Sequence Breaking: Once the later worlds are unlocked at the start of the game, it's often most efficient to take a quick tour of the topmost part of Dagon to farm for items but retrieve its soul last.
Set a Mook to Kill a Mook: There is an automatic infighting feature between monsters of different kinds. The game also includes a spell which briefly turns a monster into the player character's ally. The Mountains of Madness adds a spell that lets you summon a Shoggoth that will attack anything that moves, but since this includes you this limits its practicality.
Shoplift and Die: In the shops, stealing an item or lighting one of the dynamites on display will anger the merchant, who will attack the player character. He is a lot stronger than the identical looking monsters of the area, but he isn't invincible (a Deep One merchant can be killed with about 10 bullets, while a Star-Spawn merchant can be killed with 15. The big challenge is that they're a lot faster and shoot much more quickly than regular enemies, and the Deep One merchant can throw fireballs even though Deep Ones normally can't do that).

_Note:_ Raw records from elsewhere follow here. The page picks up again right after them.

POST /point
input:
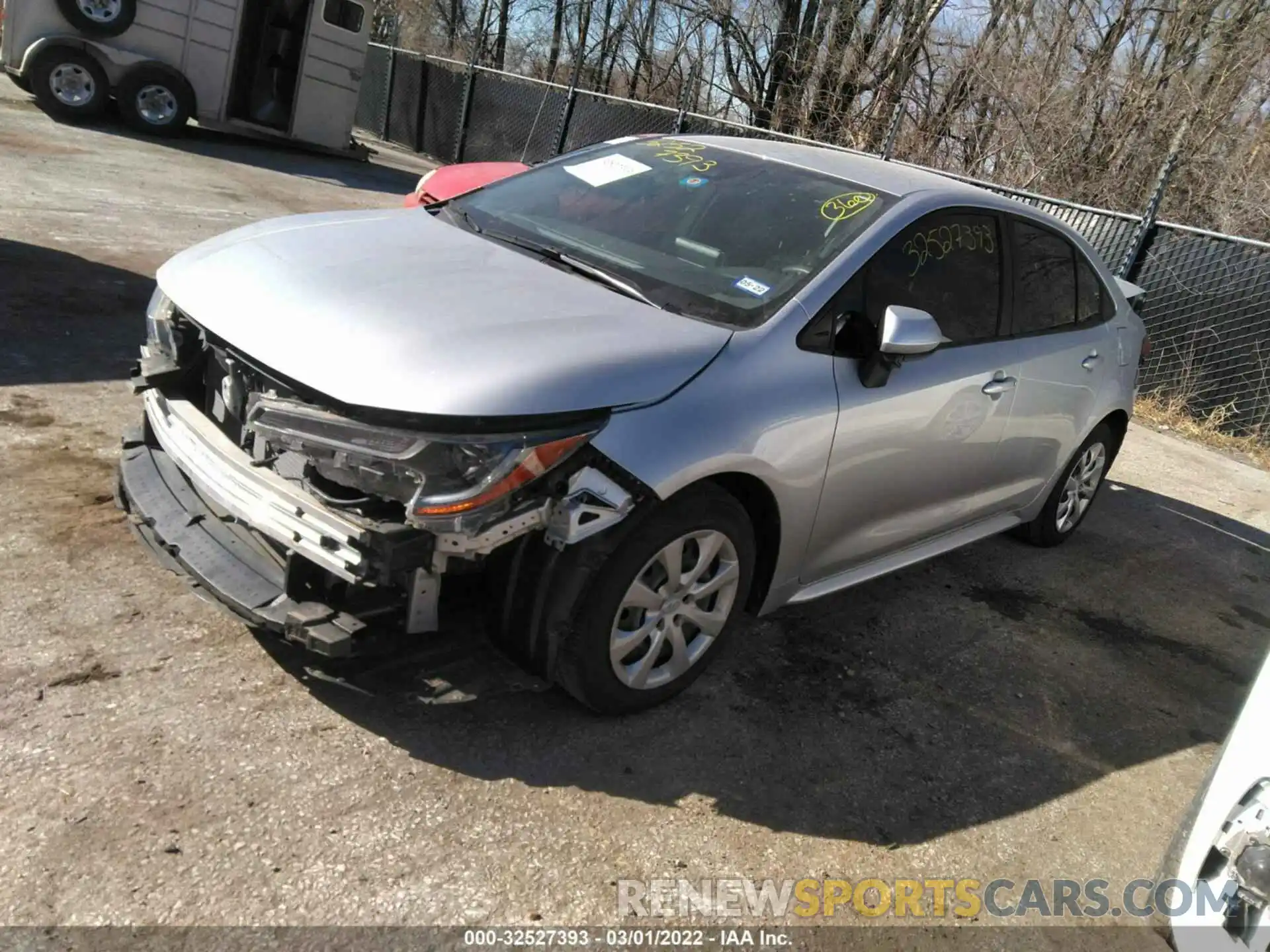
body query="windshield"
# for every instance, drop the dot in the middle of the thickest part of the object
(698, 229)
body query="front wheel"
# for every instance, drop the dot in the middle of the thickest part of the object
(659, 604)
(69, 84)
(1075, 493)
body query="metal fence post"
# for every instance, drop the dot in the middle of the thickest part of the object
(893, 130)
(388, 93)
(685, 95)
(567, 111)
(466, 108)
(465, 112)
(1148, 218)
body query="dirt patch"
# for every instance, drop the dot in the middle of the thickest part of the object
(34, 146)
(28, 420)
(95, 673)
(75, 491)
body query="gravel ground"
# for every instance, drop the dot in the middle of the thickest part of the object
(1000, 711)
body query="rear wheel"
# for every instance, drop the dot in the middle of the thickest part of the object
(1075, 493)
(99, 18)
(69, 84)
(155, 99)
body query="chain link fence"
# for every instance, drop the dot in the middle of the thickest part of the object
(1208, 313)
(599, 117)
(512, 118)
(1208, 296)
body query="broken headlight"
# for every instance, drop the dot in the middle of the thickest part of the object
(439, 477)
(163, 339)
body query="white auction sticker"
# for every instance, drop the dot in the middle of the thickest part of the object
(610, 168)
(752, 287)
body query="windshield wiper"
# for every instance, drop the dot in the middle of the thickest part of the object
(585, 268)
(460, 212)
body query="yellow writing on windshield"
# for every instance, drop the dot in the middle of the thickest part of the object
(847, 205)
(679, 151)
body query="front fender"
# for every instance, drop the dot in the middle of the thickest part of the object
(762, 408)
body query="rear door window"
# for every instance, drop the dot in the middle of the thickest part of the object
(1046, 284)
(947, 264)
(1093, 301)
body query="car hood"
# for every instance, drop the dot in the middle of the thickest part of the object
(400, 311)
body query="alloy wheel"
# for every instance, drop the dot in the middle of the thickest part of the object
(101, 11)
(157, 104)
(675, 610)
(1082, 483)
(71, 84)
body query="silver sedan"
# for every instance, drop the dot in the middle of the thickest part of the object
(633, 391)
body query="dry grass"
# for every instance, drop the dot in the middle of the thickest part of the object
(1171, 413)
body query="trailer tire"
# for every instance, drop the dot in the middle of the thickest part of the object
(155, 99)
(99, 18)
(69, 84)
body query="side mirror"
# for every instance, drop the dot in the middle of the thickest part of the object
(906, 332)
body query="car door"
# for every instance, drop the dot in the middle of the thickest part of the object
(1061, 327)
(915, 457)
(331, 73)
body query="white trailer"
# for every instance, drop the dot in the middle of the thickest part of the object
(285, 69)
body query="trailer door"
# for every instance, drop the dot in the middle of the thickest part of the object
(331, 73)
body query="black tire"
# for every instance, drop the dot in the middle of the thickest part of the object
(99, 18)
(157, 92)
(65, 67)
(22, 83)
(582, 662)
(1044, 530)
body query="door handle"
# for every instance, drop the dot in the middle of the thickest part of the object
(999, 386)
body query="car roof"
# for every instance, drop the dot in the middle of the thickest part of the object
(888, 177)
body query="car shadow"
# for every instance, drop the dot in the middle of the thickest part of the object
(980, 684)
(67, 319)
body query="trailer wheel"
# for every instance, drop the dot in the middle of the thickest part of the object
(99, 18)
(69, 84)
(155, 99)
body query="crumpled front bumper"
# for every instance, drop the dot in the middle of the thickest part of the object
(193, 498)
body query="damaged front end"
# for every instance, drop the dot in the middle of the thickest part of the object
(333, 524)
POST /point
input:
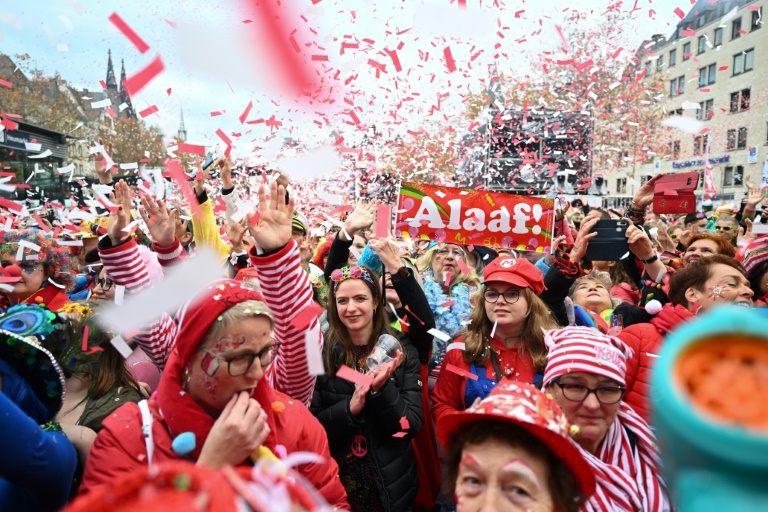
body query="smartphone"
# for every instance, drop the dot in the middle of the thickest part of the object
(610, 244)
(208, 161)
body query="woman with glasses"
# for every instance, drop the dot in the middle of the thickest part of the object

Spikes Of Doom: On the floor, on the walls, and sometimes under collapsing ground tiles. Hitting them drops your health by two hearts. Thankfully, the enemies aren't immune. The Mountains of Madness DLC has a ceiling-based variant in the form of falling icicles.
Stealth-Based Mission: Playing the game like this is quite effective, thank to a couple of features. Enemies only attack what they can already see, Backstab attacks inflict more damage, the Stealth Boots item allows you to walk and run without making any noise, the Cloak spell makes the player character invisible but still noisy (unless you have the Stealth Boots), the Tripwire Gun allows to set traps, and the player can throw bottles to distract enemies.
In addition, you can safely lean around corners (which can help in combat, but is invaluable for stealth), and crouch-movement is reasonably quick and almost completely silent.